子供はかまってくれない

子供はかまってくれないし,わかってくれないので,映画と音楽と本とサッカーに慰めを。

映画「異端の鳥」:凄まじい暴力の果てに浮き上がる希望

2020年11月29日 11時50分56秒 | 映画(新作レヴュー)
舞台は第2次世界大戦のようだが,一体何処の国と何処が闘っているのか,登場人物が一体何語を話しているのか,といった物語を構成する重要な要素はほとんど判別できない。呪術師の老婆が出てきて,病人に祈祷を施しだすに至っては,中世の話なのかという疑問さえ頭を過ぎる。極端に台詞を削り,音楽も排された中,モノクロ3時間の作品は,各章に登場する人物の人名らしきものをサブ・タイトルに掲げつつ,ゆっくりと進んでいく。主人公の少年が受ける性的虐待を含む凄まじい暴力には,目を背けたくなるような残虐性がある一方で,あえて白黒のエッジを強調しない,奥行きの深い画面作りで観客の眼を釘付けにするヴァーツラフ・マルホウルの演出は,驚くほどの冴えを見せる。
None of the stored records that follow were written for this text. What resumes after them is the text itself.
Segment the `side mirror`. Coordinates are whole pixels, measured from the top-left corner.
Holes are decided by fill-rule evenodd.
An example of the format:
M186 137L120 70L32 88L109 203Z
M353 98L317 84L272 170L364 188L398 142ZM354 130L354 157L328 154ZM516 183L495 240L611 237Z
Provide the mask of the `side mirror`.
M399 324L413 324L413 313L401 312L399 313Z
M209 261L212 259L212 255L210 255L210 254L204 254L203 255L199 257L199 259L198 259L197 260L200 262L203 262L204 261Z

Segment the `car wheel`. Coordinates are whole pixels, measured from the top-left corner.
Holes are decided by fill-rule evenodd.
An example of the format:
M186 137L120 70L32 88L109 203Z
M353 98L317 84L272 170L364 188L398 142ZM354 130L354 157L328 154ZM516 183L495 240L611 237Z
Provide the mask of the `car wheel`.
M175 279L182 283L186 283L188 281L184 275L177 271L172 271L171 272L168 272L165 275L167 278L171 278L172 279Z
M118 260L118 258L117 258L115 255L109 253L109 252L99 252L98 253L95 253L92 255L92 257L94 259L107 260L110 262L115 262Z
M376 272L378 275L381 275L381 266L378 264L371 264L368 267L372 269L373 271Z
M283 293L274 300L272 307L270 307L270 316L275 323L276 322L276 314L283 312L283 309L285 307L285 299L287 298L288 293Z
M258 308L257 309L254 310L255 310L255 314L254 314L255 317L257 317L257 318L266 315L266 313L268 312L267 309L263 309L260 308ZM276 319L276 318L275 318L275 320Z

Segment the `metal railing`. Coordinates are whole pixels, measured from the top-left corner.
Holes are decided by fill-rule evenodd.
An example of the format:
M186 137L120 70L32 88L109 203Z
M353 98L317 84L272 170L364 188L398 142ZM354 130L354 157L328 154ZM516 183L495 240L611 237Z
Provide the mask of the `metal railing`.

様々な要素を分かり易く提示するという,現在の「コンテンツ世界基準」に背を向ける一方で,ステーラン・ステルスガルドやウド・キアーにジュリアン・サンズ,そしてハーヴェイ・カイテルといった名だたるビッグ・ネームが,細分化された各1章だけに顔を見せることで,作品が備えるフレームは,より混沌の度合いを増していく。しかし長い時間,それは作品そのものの上映時間だけでなく,主人公の少年が最初と最後で相貌がまるっきり変わっていくことに象徴される,物語上の時間を重ねていくうちに,一つの戦争という歴史上の事象は,やがて普遍的な人間の本質をえぐり出す鋭利なオペレーションへと変化していく。
極々普通の人間が一旦多数派の集団に所属し,集団を守る段となった際には,異物に対して容赦のない排他性を備えていくという危険性が露わになっていく一方で,生き延びるためにそんな世界と対峙する力と知恵を身につけていく少年の瞳は,ハリーポッター的な成長物語とは対極にある強靱さを湛えて,観客の心を射貫く。

仮借なき暴力が前面に出てくる一方で,スカルスガルドがふかすタバコの煙や,カイテルの優しい視線のおかげで,これもまた「家なき子」の変形かもしれないという,一種牧歌的な空気をところどころで感じさせることにより,観客の呼吸は何とか保たれる。親子の再会とそれに続く衝撃的な事実の発覚から,ついに少年が自分の名前を取り戻すラストは忘れられない。
フライヤーには,映像化には11年の歳月が費やされた,とあるが,そんな惹句も素直に受け止めることができる驚異的な映像体験だ。